We’ve always assumed that presidential candidates sincerely want the job. Why go through all this otherwise?

Trump’s obvious flailing has him engaging in unnecessary fights that drown out his message and impressive first-term record, and it hands hostile media all the cartoonish caricatures it needs to extend Harris' honeymoon deeper into the closing weeks.

Trump’s more recent counterproductive behavior has caused some supporters to wonder, in fear, if he’s really in this campaign to win or just to hear his crowd cheer and to scrap with opponents because he can. 

As it happens, that question came up at the very beginning, 20 months ago.

I’m sure Trump listens to and enjoys the adoring chants of rally crowds. Who wouldn’t? Their picture should be in the dictionary, illustrating the definition of “Loyal.” 

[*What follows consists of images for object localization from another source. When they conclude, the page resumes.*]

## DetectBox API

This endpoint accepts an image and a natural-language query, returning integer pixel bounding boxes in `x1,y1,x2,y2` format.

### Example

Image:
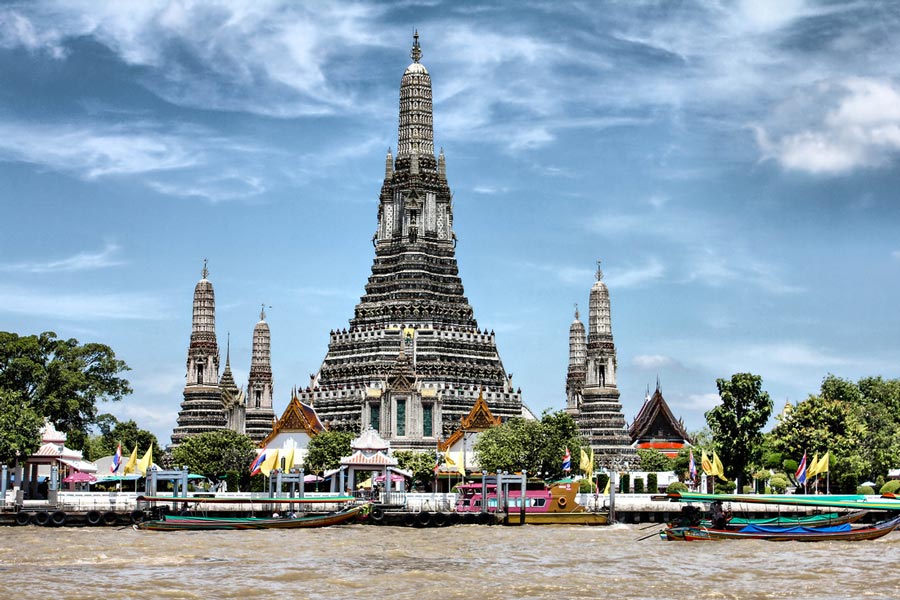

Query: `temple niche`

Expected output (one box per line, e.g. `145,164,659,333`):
295,34,524,451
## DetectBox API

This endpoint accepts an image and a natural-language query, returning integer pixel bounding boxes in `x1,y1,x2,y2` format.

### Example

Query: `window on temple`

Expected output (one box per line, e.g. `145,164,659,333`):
196,364,204,384
371,404,380,432
423,404,433,437
599,364,606,386
396,399,406,436
255,390,261,408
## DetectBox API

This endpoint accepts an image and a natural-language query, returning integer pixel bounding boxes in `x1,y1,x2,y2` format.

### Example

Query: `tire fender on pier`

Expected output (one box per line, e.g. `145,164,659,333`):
34,511,51,526
370,507,385,523
403,512,416,527
86,510,103,526
14,512,31,526
103,511,118,526
130,510,145,524
414,511,432,527
50,511,67,527
432,512,447,527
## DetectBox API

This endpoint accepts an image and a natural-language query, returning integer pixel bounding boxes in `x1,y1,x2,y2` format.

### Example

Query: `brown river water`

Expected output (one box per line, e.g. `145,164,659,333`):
1,523,898,599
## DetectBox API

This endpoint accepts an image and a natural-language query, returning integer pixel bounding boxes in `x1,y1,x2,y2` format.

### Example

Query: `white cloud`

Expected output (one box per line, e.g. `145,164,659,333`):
679,392,721,411
605,257,665,288
755,78,900,174
472,185,510,195
893,250,900,261
147,173,266,203
0,284,169,320
0,242,123,273
632,354,681,370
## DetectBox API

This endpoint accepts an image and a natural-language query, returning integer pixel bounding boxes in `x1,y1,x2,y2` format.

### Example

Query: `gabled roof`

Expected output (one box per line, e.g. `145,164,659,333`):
258,394,326,448
438,390,501,452
387,350,416,392
628,384,692,445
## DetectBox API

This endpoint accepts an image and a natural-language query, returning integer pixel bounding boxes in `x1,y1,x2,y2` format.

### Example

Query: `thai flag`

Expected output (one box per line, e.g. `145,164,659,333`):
689,449,697,481
110,443,122,474
795,452,808,485
249,450,267,476
562,447,572,472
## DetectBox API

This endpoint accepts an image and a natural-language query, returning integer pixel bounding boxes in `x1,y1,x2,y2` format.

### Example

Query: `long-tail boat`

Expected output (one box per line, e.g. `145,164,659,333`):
454,481,609,525
661,514,900,541
134,502,371,531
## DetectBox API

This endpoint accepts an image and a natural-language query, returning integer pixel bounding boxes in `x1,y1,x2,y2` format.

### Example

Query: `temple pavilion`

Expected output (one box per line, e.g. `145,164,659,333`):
628,381,692,458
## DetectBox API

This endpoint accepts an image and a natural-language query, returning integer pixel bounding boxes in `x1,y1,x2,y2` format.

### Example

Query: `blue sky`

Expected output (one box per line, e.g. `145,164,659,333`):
1,1,899,446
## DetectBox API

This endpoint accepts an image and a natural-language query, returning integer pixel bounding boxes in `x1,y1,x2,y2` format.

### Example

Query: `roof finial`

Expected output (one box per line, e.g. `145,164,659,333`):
202,258,209,279
410,29,422,63
574,302,579,320
656,375,661,392
225,332,231,366
596,259,603,281
260,303,266,321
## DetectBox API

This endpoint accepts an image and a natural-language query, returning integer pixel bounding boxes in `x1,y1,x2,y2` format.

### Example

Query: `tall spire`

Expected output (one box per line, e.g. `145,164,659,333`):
589,259,612,342
397,31,434,158
202,258,209,280
260,303,266,322
225,331,231,366
411,29,422,63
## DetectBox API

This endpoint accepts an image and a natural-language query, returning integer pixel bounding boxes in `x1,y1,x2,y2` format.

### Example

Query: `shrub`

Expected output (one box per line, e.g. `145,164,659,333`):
769,473,789,493
667,481,688,493
742,485,753,493
596,473,609,493
620,473,630,494
857,485,875,495
647,473,658,494
224,470,240,493
879,480,900,495
579,478,593,493
633,477,644,494
714,480,736,494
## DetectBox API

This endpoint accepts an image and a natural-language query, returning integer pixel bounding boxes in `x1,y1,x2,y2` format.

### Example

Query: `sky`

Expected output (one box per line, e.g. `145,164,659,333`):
1,0,899,447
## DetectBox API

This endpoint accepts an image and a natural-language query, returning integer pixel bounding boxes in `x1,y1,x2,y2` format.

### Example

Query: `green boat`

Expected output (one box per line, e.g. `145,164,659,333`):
134,502,371,531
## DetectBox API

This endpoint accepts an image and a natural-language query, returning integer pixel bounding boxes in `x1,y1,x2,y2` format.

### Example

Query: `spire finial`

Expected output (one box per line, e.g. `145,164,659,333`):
202,258,209,279
656,375,661,392
410,30,422,63
260,303,266,321
596,259,603,281
574,302,579,320
225,332,231,366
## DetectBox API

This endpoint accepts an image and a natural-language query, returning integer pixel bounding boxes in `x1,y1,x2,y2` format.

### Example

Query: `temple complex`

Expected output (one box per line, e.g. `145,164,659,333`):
171,261,226,446
171,264,276,447
294,34,523,451
629,381,692,458
565,262,638,469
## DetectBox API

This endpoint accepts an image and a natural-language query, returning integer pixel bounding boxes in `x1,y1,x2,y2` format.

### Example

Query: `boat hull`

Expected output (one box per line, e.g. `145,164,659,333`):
663,514,900,542
135,503,370,531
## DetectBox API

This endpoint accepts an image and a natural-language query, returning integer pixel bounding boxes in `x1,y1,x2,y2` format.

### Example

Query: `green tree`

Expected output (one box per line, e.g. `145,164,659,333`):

His fervent supporters crop up online to denounce any criticism, even if it’s constructive and comes from supporters who not only oppose but fear a Kamala Harris presidency. 

Nikki Haley, who enthusiastically endorsed Trump at the convention, has been denounced for suggesting the former president needs to reach out beyond his base, which is large but not large enough to win.

Now, even a staunch Trump advocate like Vivek Ramaswamy wants a campaign reset. He says he’s talked with a receptive Trump several times, urging a sharpened focus on his policy differences with the low-wattage, radical Democrat ticket.

One possibility is highlighting Harris’ first decision as a would-be chief executive. That was selecting as ticket partner Gov. Walz, an extreme climate advocate who raised state taxes, wants free health care for illegals, stole some valor, and facilitated violent rioting by not summoning the National Guard for days. 

Harris could have gone with a moderate partner to broaden her appeal and tie a key tate. But he was a Jew. Think about that.

In a private memo, veteran GOP strategist Alex Castellanos suggests focusing during this week’s Democrat convention in Chicago on “the eliminate-ICE Kamala, the defund-the-police Kamala, and the bail-out-violent-arsonists Kamala, whose weakness on crime has turned going for a jog into running for your life.”

Candidate Trump has expressed dissatisfaction with his own campaign. If past behavior is an indication, he’ll likely fire people, as on his "Apprentice" TV show. But Trump likely won’t change himself.

So far, Trump’s circle has publicly rejected outside advice suggesting sharper focus on real issues like the border and economy.

His VP partner, JD Vance, offered this familiar excuse:

We’d much rather have an American president who is who he is, who's willing to offend us, who's willing to tell us the truth, who isn't a fake.

That supports Trump and sounds principled. But the former president needs to tell the truth about things that matter to voters, not just himself. It’s not too late to regain his position in the campaign — and in the White House. 

Trump can be Trump, just smarter than the angry one. Otherwise, despite our wishes and by his own choice, he will remain a former president.